Compensatoriamente, eso es lo que viene a cubrir la ideología creada alrededor de la familia, que se vale de los prejuicios previos que tiene a mano, y agrega otros. Así, el amor maternal, la mayor sensibilidad femenina, su dedicación, etc., son construcciones que se apoyan en la tradición, pero son en este sentido “modernas”. Puede mixturar el discurso religioso donde una mujer habría sido madre sin sexo de por medio, con el emprendedorismo cool que permite congelar óvulos a sus empleadas para “respetar” su “deseo de ser madre” cuando a la empresa le convenga, tal como hace Amazon. Un punto similar plantea Artous en Los orígenes de la opresión de la mujer: “Parece como si la burguesía, portadora de una ideología igualitaria entre los individuos, se hubiese vista obligada a producir una teoría sobre la naturaleza femenina para justificar la opresión en nombre de la diferencia entre hombre y mujer” [6]. Similar operación podría pensarse para otras formas de opresión, como el racismo.
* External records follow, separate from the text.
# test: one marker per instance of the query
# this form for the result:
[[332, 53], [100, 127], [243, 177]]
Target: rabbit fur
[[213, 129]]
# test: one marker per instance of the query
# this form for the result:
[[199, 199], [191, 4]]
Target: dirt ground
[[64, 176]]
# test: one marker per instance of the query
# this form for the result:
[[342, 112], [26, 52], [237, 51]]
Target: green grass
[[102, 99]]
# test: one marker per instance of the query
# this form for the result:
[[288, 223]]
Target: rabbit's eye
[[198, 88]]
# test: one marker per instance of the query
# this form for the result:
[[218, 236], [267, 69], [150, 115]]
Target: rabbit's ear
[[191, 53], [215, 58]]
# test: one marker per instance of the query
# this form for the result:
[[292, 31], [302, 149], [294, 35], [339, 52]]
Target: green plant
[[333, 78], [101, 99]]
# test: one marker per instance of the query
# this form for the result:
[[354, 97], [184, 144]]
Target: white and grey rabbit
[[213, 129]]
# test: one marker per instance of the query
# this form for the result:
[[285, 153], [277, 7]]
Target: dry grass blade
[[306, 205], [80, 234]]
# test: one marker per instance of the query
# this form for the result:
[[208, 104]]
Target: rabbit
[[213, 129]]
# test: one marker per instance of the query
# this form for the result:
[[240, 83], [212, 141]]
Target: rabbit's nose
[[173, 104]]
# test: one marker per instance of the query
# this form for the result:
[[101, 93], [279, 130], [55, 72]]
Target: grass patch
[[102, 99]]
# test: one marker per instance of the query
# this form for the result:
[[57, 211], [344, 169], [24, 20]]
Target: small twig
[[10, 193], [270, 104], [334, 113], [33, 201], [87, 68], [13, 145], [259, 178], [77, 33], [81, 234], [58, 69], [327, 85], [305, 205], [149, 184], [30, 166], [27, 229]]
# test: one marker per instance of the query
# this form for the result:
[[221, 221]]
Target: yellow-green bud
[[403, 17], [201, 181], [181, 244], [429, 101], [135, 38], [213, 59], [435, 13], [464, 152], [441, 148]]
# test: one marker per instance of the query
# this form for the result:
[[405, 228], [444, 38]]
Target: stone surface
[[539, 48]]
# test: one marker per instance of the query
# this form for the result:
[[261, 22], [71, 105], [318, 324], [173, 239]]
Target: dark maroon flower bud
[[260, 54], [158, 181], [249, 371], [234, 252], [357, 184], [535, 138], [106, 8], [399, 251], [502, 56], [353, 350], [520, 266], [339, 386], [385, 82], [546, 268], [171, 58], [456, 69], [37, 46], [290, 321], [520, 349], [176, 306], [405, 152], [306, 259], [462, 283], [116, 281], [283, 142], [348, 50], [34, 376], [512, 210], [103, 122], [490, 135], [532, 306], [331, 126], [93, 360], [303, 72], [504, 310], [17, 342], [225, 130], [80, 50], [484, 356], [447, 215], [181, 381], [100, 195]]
Más allá de que la situación ha cambiado desde los primeros análisis de los fundadores del marxismo a la Revolución rusa, o del contexto en que escribió Vogel a la actualidad –con un aumento significativo de las mujeres en el mercado laboral–, para los marxistas revolucionarios siempre se trató, y en eso es un aporte el trabajo de Vogel contra las visiones dualistas, de no dividir las demandas que buscan el fin de la explotación con las demandas que quieren terminar con todo tipo de opresión. Eso supone un debate político y programático que en el marxismo se ha denominado, habitualmente, como el problema de la hegemonía. Reconocer las determinaciones y especificidades de la producción y reproducción bajo el sistema capitalista tiene que ver en todo caso con poder articular estas demandas de modo que no se profundicen las divisiones de las que el propio capitalismo se beneficia sino al contrario, se potencien en la lucha contra el sistema que las provoca y sostiene. Son bases teóricas, en este sentido, de un debate más amplio sobre la estrategia revolucionaria (sus centros de gravedad, sus aliados y enemigos). Rediscutir las ideas que recorren esta tradición es parte de actualizarla al calor de las nuevas situaciones, desafíos y debates que hoy se reabren, a los que venimos intentando aportar desde estas páginas y que sin duda requerirán nuevos capítulos.